Publication Date : 21-03-2013

 

Taiwanese multinational electronics contract manufacturing company Foxconn yesterday declined to comment on a recent report indicating that the company, along with semiconductor leader Taiwan Semiconductor Manufacturing Company (TSMC), are the targets of Samsung's “Kill Taiwan” policy in the fiercely contested technology market.

The report, published by Business Today, delved into the recent history of the technology sector, retelling developments within Taiwanese, Japanese and South Korean companies since the financial crisis of 2008.

According to the report, Samsung's campaign against Taiwan's technology sector began at the end of the 2008 global financial crisis, with a focus on the field of Dynamic Random-Access Memory (DRAM) technology. Following the aftermath of the 2008 financial crisis, mutual capital investments between Taiwan and Japan DRAM manufacturers came to a halt, with many Taiwanese companies and Japan's Elpida Memory Inc. facing decline or demise.

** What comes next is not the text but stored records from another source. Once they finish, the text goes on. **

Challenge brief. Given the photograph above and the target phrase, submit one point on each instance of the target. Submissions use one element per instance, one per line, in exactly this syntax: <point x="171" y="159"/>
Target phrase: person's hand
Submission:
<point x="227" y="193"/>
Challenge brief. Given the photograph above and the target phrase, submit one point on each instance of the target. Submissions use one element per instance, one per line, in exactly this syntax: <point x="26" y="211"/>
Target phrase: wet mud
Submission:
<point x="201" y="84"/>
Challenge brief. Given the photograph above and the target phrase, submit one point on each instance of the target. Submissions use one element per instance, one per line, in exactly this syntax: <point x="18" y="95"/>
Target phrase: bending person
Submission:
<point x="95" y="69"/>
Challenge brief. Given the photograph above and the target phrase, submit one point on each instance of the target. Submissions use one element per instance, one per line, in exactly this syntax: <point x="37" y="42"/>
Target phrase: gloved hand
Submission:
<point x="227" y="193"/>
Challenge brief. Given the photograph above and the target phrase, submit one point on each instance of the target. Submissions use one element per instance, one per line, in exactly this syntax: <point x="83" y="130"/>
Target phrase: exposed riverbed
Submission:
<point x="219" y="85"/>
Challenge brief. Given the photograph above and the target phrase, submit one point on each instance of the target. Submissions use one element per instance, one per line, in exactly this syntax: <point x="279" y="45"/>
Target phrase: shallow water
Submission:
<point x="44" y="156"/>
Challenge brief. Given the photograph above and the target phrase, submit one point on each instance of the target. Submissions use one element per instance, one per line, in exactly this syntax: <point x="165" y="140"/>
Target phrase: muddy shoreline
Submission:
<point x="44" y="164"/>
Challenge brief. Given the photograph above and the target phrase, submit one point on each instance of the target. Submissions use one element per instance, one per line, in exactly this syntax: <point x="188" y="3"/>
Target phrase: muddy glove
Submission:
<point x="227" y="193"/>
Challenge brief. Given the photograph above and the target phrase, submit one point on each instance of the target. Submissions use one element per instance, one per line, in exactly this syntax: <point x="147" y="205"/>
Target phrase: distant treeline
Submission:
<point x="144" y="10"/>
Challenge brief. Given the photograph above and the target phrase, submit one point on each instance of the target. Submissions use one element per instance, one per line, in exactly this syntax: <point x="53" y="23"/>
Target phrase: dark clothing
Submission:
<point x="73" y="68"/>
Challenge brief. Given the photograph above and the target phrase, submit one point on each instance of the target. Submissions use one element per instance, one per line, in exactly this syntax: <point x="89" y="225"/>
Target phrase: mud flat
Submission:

As part of the “Kill Taiwan” policy, South Korean companies LG and Samsung unanimously canceled all ongoing and future orders of display panels from their Taiwanese suppliers. In addition, during an international indictment on display panel price-fixing, Samsung avoided fines and sentencing by assuming the role of the state witness, to the detriment of AUO, CHIMEI, Chunghwa Picture Tubes Ltd., and LG, who had to face full legal repercussions.

The report cited HTC's difficult 2012 as an example of Samsung's intent. HTC, Taiwan's leading handset maker, lacks a vertically integrated supply chain, which prevented the company from offering a competitive product against Samsung's dominance in the smartphone sector.

Meanwhile, sources close to Foxconn said the relationship between Samsung and Foxconn should not be viewed only as a fight until the bitter end, noting that the companies have not ruled out the possibility of collaboration.

Recent dealings with Sharp may be a telling sign of South Korea's next move in their alleged “Kill Taiwan” plan. In their bid to acquire a 9.9-per cent stake in Sharp, Foxconn experienced sizable difficulties, with the deal remaining inconclusive for the better part of a year. Meanwhile, Sharp announced consent in allowing Samsung to purchase a 3-per cent stake on March 6.

TSMC, meanwhile, said the rapidly expanding global market for smartphones and mobile devices was its primary revenue driver in 2012. On the other hand, Samsung gained a large portion of the rapidly expanding global smartphone market following the release of its S III models in 2012. These phones are equipped with the company's own Exynos series mobile processor.